Elliota Page'a od ponad 20 lat możemy podziwiać na ekranach kin i telewizorów. Międzynarodową karierę przyniosła mu w 2007 roku w "Juno" o szesnastolatce, która zaszła w ciążę i zdecydowała się na przekazanie dziecka do adopcji. W 2010 roku aktor pojawił się w jednej z głównych ról w "Incepcji" Christophera Nolana, a dwa lata później w "Zakochanych w Rzymie" Woody'ego Allena.

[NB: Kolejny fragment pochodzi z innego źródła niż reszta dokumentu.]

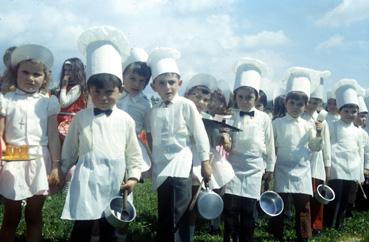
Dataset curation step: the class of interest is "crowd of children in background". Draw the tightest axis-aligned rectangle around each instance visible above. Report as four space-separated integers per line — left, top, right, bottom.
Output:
0 26 369 242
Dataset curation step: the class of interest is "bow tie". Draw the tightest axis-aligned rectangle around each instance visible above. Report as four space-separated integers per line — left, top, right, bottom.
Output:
240 111 255 117
94 108 113 116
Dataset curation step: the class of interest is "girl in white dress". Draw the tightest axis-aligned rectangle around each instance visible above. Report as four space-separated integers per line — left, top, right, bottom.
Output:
0 45 60 241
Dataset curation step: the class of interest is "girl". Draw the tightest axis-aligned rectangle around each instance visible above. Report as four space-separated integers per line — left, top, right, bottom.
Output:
0 45 61 242
58 58 87 142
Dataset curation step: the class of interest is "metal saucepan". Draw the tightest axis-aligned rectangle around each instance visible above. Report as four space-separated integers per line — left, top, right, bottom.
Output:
104 196 136 228
197 182 224 220
314 184 336 204
259 191 284 217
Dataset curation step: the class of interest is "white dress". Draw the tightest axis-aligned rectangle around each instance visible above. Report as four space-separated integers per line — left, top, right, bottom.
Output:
61 107 142 220
0 89 60 200
273 114 322 195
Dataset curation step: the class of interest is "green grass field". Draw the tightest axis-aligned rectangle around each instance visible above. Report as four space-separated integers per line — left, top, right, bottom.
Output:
0 180 369 242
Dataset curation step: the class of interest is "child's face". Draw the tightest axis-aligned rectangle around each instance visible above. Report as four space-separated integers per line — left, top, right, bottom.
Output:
17 61 46 93
236 87 256 111
355 113 368 128
285 98 305 118
186 87 210 113
151 75 182 101
340 105 359 124
88 86 121 110
123 70 146 96
327 98 338 113
306 98 322 112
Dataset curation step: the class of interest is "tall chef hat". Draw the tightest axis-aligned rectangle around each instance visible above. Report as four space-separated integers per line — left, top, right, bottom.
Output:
123 48 149 71
10 44 54 69
310 71 331 100
147 47 181 80
233 57 267 93
334 79 360 108
185 73 217 93
78 26 129 81
286 67 318 97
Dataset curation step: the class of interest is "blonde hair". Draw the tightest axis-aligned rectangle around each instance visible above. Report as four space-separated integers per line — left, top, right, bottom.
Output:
1 59 52 94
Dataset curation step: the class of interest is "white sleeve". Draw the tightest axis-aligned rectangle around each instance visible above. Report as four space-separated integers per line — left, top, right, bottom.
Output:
59 85 81 108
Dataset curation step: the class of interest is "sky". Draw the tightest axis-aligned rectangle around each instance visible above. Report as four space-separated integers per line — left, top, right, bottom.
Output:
0 0 369 97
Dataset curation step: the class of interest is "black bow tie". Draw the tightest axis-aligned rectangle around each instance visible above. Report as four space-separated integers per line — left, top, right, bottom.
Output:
240 111 255 117
94 108 113 116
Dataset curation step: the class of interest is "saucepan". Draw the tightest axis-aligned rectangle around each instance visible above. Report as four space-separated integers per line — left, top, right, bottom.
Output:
314 184 336 204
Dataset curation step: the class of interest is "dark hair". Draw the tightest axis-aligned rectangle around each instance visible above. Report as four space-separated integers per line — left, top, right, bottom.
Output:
186 85 211 95
286 91 309 105
87 73 122 89
257 89 268 107
123 61 151 87
272 95 287 120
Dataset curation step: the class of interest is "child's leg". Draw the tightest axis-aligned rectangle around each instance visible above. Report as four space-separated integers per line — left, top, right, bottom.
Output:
25 195 46 242
223 194 240 242
239 197 257 242
292 193 312 239
70 220 96 242
0 198 22 242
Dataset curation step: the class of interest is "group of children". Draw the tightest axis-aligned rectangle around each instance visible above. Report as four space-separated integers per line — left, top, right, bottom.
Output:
0 26 369 242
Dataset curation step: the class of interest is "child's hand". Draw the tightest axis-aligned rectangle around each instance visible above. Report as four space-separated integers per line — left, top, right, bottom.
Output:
201 160 213 181
120 179 137 193
219 132 232 152
315 121 323 137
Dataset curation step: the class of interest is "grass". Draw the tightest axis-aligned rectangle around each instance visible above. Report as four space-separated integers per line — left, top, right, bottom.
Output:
0 181 369 242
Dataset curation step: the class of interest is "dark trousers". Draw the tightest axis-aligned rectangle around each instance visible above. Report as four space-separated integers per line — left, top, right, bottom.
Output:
223 194 257 242
310 178 324 230
269 193 312 240
324 179 356 229
70 218 114 242
156 177 192 242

Eliott, znany wówczas jeszcze jako Ellen Page, wystąpił także w jednym z filmów o X-Menach czy netfliksowym serialu "Umbrella Academy".
Page wspomina, że kiedy dostał rolę anarchistki w "Niepokornej" (2005), cieszył się, że w końcu ma okazję, by znów ściąć włosy, a wręcz całkowicie je zgolić. Kiedy później aktor zagrał w filmie "Pułapka" (2005), otworzył się dla niego świat czerwonych dywanów i artykułów w magazynach.
Nie sprawiały mu one jednak przyjemności, ponieważ były bolesnym przypomnieniem o rozdźwięku, między tym jak postrzega go świat, a jak on sam myśli o sobie. - Nigdy się nie rozpoznawałem - powiedział Page. - Przez długi czas nie mogłem nawet spojrzeć na swoje zdjęcie - przyznał. Bolesne było dla aktora także oglądanie siebie na ekranie, "zwłaszcza w tych bardziej kobiecych rolach".
W wywiadzie z "Time" Page wyjawił, że w czasie kręcenia filmów "Incepcja" czy "X-Men: Ostatni bastion" cierpiał na depresję, niepokój i napady lęków. Stroje, których noszenia wymagały od niego role, sprawiały, że nie czuł się sobą. Mimo miłości do filmów aktor czuł się wyalienowany przez Hollywood i obowiązujące w nim standardy.
Page przyznaje, że pandemia pomogła mu zmierzyć się ze swoją tożsamością. Podczas zeszłorocznego lata aktor rozstał się z żoną, z którą następnie rozwiódł się na początku tego roku. Podkreśla jednak, że nadal łączy ich przyjaźń. - Miałem masę czasu dla siebie, by naprawdę skupić się na rzeczach, których na wiele sposobów nieświadomie unikałem - przyznał. Aktor wyjawił, że w ostatnim dostał czasie wiele propozycji współpracy, dotyczących reżyserii, produkcji, a także ról - zarówno dotyczących transseksualnych mężczyzn, jak i po prostu ról męskich. Page mówi, że "jest bardzo podekscytowany, by grać" - teraz kiedy w końcu może być w pełni sobą i w swoim ciele.